The risk of falling increases with age, and two-thirds of people who have a fall will fall again within six months. So it’s no surprise that the fear of sustaining a serious injury from falling is quite common among seniors.
But what if you could help prevent a fall from happening? And what if that solution cost less than $20 a month?
According to a recent study review from the University of Zurich, vitamin D just may be the answer.
The Role of Vitamin D in Muscle Health
A Swiss researcher set out to discover what role vitamin D plays in muscle health. Turns out, there are four rather compelling factors.
First, hallmarks of vitamin D deficiency include weakness of the proximal muscles (those that attach your limbs and neck to your body), muscle pain, and difficulty walking.
Second, the vitamin D receptor is activated in muscle tissue, and activating it may produce new protein synthesis in the muscle itself.
Third, observational studies have shown that serum blood levels of vitamin D correlate to muscle strength and/or lower extremity function in seniors.
Fourth, double-blind, placebo-controlled studies have found that vitamin D supplementation increases muscle strength and balance while also reducing risk of falling in seniors.
Let’s look at each of these in more detail.
Vitamin D Deficiency and Receptor Sites
Biopsy studies have shown that vitamin D deficiency correlates to muscle atrophy and that supplementing with vitamin D increases muscle fibers in seniors.
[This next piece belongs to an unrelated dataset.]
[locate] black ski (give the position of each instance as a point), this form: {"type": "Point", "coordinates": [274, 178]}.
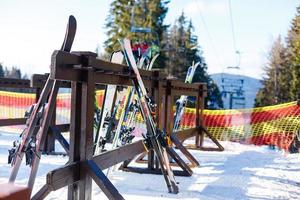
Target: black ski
{"type": "Point", "coordinates": [153, 133]}
{"type": "Point", "coordinates": [33, 137]}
Additionally, research has indicated that people with osteomalacia (soft bones due to vitamin D deficiency) also have muscle weakness.
When it comes to vitamin D receptor sites, it can be a bit scientific and minutely biological, but the gist is that there are vitamin D receptor sites located within muscle tissues. Think of it as a lock built right into your muscle tissues and the only key that will fit into the lock is vitamin D. Once vitamin D finds this lock, it binds to it and “unlocks” new protein synthesis. This is significant because protein is the key building block of muscle. So producing protein right in the muscle itself is pretty great.
Vitamin D and Muscle Weakness
While we’ve already looked at how vitamin D deficiency is tied to muscle weakness from a biological standpoint, let’s take a look at more real-world examples.
First, three different double-blind, placebo-controlled studies found that when seniors (aged 65-plus) took 800 IU of vitamin D, they enjoyed a 4 percent to 11 percent increase in lower extremity strength and function, as well as a 28 percent improvement in unsteadiness, or body sway.
And pooled data from two studies of vitamin D deficient participants (serum blood vitamin D levels less than 25 nmol/l) showed that supplementation had a large effect on hip muscle strength.
Vitamin D and Fall Prevention
Lastly, when it comes to preventing falls, vitamin D seems to really shine.
First, as for preventing the actual fall, several meta-analyses have shown a direct connection between vitamin D use and fewer falls. One particular meta-analysis of eight double-blind, placebo-controlled studies found that high-dose vitamin D supplementation (700-1,000 IU per day) reduced the risk of falls by preventing muscle atrophy. (See how this all ties together!)
Moreover, four major government and medical groups agree that vitamin D is an effective treatment to help prevent falls in seniors. They are:
- Agency for Healthcare Research and Quality (AHRQ) for the U.S. Preventative Services Task Force
- 2010 American Geriatric Society/British Geriatric Society Clinical Practice Guideline
- 2010 Assessment by the International Osteoporosis Foundation
- 2011 vitamin D recommendations from the Endocrine Society
Additionally, vitamin D plays a role in the devastating effects of a fall, namely a fracture. Not only does vitamin D work to keep your muscles strong and stable, thereby preventing the fall in the first place, but it also helps your body absorb calcium and boost bone mineral density. So, should you fall, your bones will be less brittle and may be strong enough to withstand the impact.
This is critical given that 90 percent of all fractures are due to falls, and the incidence of falls increase with both age and muscle weakness.
But not just any old amount of vitamin D will do. Study after study has found that a high dose is the way to go, with ranges between 700 IU and 1,000 IU a day wielding the best results.
Get Your Vitamin D
Clearly, vitamin D is a powerhouse nutrient. We’ve seen it boast immune benefits, bone health benefits, skin benefits and heart benefits. And now we can add muscle strength to the list.
If you aren’t already taking vitamin D, what are you waiting for? Be sure to take vitamin D3 in the form of cholecalciferol — the form best absorbed and utilized by the human body — and aim for 700–1,000 IU a day.